Friday, March 06, 2009
As noted here often before, there are many things to like and dislike about the nation's number one personal finance magazine, but their unwavering dedication to stocks as the only important asset class certainly falls into the latter category.
Given their propensity for equities, it's natural to wonder just how they are coping over there these days, given that, over the last 18 months, we've experienced the biggest stock market decline since the Great Depression and, unfortunately, we're not done yet.
After noticing the change in tone for recent Money Magazine covers, that is, since late last year when all four wheels flew off of the world-wide financial system, it occurred to me that it might be an interesting little exercise to see how these covers have changed over the last year and a half. The latest issue is shown to the right.
Just what sort of transformation has occurred, if any, as the writers and editors endured these tumultuous times? Without a doubt, they have had to become less certain of their long-standing asset allocation preferences and, surely, they've heard more than an earful from loyal subscribers who have followed their advice, only to witness their retirement dreams slip away.
Can anyone really "rescue" their retirement today?
To find out how dramatically things have changed, all you have to do is turn back the clock and look at the cover from the S&P500 peak in the fall of 2007. Back then, there was nothing in need of rescuing - it was just a matter of how RICH we'd all be and how best to get there.
The font on the word RICH is slightly smaller but, in November, there's no question about where we're all headed.
In December, things are looking a little precarious, as if a major top in equity markets had just been completed. The word RICH is still there on the cover, but now it's a tiny little thing.
It's a new year - 2008 - and, oddly, October's headline "Roadmap to a rich life" is just below the magazine title for some reason. Hmmm...
There it is again in the February issue - the word "safe" in big bold type as in "Your Safest Investment Now". As it turns out, those investments weren't very safe at all.
Well, here comes the March issue and the Bear Stearns crisis is set to unfold. Equity markets are only down about ten percent so far, but people are starting to whisper "bear market".
In the April issue, the bad stuff had already started and the economy had turned "mean" as commodity prices soared, but equity markets were still hanging in there.
Time for a short break from the market driven covers - some top 100 lists to peruse. At this point, many thought that the stock market was recovering, but, as it turns out, it was just the oil companies setting themselves up for a fall.

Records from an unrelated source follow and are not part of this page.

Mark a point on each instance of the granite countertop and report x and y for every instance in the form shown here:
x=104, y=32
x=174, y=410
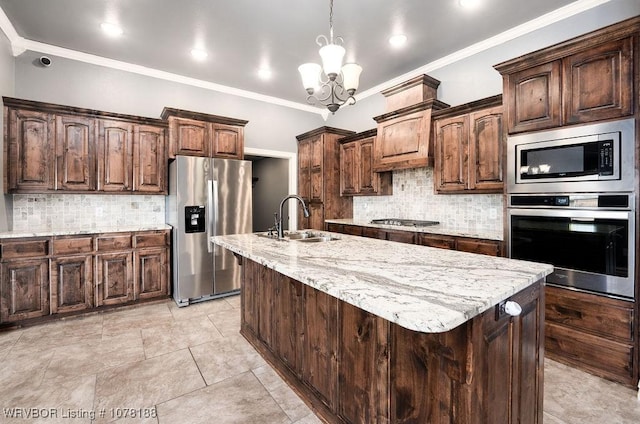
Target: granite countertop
x=420, y=288
x=80, y=231
x=432, y=229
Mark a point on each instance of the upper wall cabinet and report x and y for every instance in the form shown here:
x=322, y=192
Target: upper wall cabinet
x=58, y=148
x=468, y=147
x=589, y=78
x=356, y=167
x=201, y=134
x=403, y=139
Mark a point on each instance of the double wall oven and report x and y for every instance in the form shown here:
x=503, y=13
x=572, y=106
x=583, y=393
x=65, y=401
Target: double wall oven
x=571, y=203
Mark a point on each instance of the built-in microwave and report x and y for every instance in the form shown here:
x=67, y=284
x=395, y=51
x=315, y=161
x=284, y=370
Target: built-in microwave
x=591, y=158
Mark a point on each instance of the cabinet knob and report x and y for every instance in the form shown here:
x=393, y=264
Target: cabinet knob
x=512, y=308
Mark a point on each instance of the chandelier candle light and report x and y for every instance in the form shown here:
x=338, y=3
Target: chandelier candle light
x=339, y=83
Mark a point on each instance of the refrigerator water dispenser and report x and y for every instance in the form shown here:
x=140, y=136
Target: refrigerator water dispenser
x=194, y=219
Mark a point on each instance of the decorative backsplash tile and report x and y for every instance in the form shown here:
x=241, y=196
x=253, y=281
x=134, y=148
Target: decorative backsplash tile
x=73, y=211
x=414, y=198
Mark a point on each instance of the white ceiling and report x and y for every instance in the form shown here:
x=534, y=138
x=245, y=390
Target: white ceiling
x=242, y=35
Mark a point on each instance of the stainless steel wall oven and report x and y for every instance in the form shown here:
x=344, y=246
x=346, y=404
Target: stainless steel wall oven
x=576, y=209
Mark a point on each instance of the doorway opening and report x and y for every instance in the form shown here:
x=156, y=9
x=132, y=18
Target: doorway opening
x=274, y=177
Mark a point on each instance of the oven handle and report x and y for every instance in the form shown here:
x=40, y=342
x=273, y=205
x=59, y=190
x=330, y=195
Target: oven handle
x=572, y=213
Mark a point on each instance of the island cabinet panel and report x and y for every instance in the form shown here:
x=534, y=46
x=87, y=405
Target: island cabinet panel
x=320, y=364
x=591, y=332
x=352, y=366
x=30, y=150
x=363, y=370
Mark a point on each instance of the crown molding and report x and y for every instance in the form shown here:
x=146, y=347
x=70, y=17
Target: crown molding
x=552, y=17
x=19, y=45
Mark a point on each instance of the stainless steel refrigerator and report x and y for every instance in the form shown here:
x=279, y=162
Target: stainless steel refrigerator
x=207, y=197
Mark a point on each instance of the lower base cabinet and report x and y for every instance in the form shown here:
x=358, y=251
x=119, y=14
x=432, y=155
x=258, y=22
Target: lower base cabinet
x=355, y=367
x=66, y=274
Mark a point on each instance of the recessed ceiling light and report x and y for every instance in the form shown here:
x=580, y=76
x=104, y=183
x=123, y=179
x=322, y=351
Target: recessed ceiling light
x=469, y=4
x=199, y=54
x=264, y=73
x=110, y=29
x=398, y=40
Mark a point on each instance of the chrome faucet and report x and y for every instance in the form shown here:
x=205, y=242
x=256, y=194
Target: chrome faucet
x=305, y=211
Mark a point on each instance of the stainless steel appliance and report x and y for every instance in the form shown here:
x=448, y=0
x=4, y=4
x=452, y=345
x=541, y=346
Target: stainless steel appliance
x=571, y=203
x=591, y=158
x=207, y=197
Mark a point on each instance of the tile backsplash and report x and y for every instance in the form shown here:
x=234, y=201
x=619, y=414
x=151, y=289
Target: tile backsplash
x=80, y=211
x=414, y=198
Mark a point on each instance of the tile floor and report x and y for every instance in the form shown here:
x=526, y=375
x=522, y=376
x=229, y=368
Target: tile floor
x=190, y=365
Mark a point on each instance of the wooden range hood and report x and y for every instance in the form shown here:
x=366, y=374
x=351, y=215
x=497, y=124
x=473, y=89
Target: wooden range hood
x=404, y=139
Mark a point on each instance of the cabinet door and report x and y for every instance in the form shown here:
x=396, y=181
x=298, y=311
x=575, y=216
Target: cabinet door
x=24, y=289
x=189, y=137
x=368, y=181
x=227, y=141
x=149, y=160
x=451, y=154
x=485, y=150
x=304, y=168
x=75, y=153
x=151, y=272
x=114, y=278
x=533, y=98
x=348, y=169
x=403, y=142
x=71, y=283
x=599, y=82
x=115, y=156
x=513, y=349
x=31, y=151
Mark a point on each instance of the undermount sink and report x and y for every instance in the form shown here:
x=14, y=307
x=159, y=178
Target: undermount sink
x=302, y=236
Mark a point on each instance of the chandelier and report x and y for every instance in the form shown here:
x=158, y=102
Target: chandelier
x=339, y=83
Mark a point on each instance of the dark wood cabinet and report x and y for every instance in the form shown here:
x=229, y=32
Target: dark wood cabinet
x=585, y=79
x=69, y=274
x=356, y=167
x=591, y=332
x=68, y=149
x=115, y=156
x=75, y=153
x=319, y=177
x=468, y=148
x=355, y=367
x=30, y=150
x=149, y=160
x=202, y=134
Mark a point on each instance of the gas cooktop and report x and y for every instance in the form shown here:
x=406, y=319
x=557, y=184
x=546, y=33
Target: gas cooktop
x=404, y=222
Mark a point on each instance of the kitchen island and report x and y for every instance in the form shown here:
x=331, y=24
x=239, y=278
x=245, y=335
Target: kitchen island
x=372, y=331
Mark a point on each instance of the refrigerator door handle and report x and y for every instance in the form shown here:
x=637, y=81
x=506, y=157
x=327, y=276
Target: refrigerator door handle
x=210, y=217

As the May issue hit the stands, everyone was thinking about how they were going to pay for gasoline over the summer and equity markets begin to stumble.
With the July issue, the stage was being set for a sequence of event that would change the world forever. Crude oil was headed to $147 and then to $47 and people were getting really worked up about inflation.
It's summer time - a month for happy magazine covers about idylic places to live. Equity markets are still hanging tough, above "bear market" territory, but that would not last long.
The kids are about to go back to school and the stock market has now turned into a "bear market". People are still worried about the safety of their money.
Now the really bad stuff starts to happen, but not much of it made it into the October issue due to their publishing schedule. Ironically, there's another cover story on taxes (in October?) and retiring rich remains a viable option for some.
The November issue hit the newsstands in October, so it had all the post-Lehman Brothers market mayhem in a special report - that's a lot of questions there on the cover.
In December, the questions get even more dire. "Can I ever retire?" is something that millions of Americans have asked themselves over the last six months. Unfortunately, here too, there are no good answers.
After the worst few months for stocks since the Great Depression, equity markets continue to tumble and readers are tempted with ideas about how to "get your money back".
Hope for the new Obama administration runs high in the February issue with hope for a better economy about all that is left.
All of this brings us full circle to the March 2009 issue that talks about rescuing your retirement. In the span of 18 months, the Money Magazine editors went from RICH in monstrous fonts with people happily riding horses to this dismal broken nest egg image, all the while never wavering from their advice to buy-and-hold U.S. stocks - all the way from 1,500 down to below 700.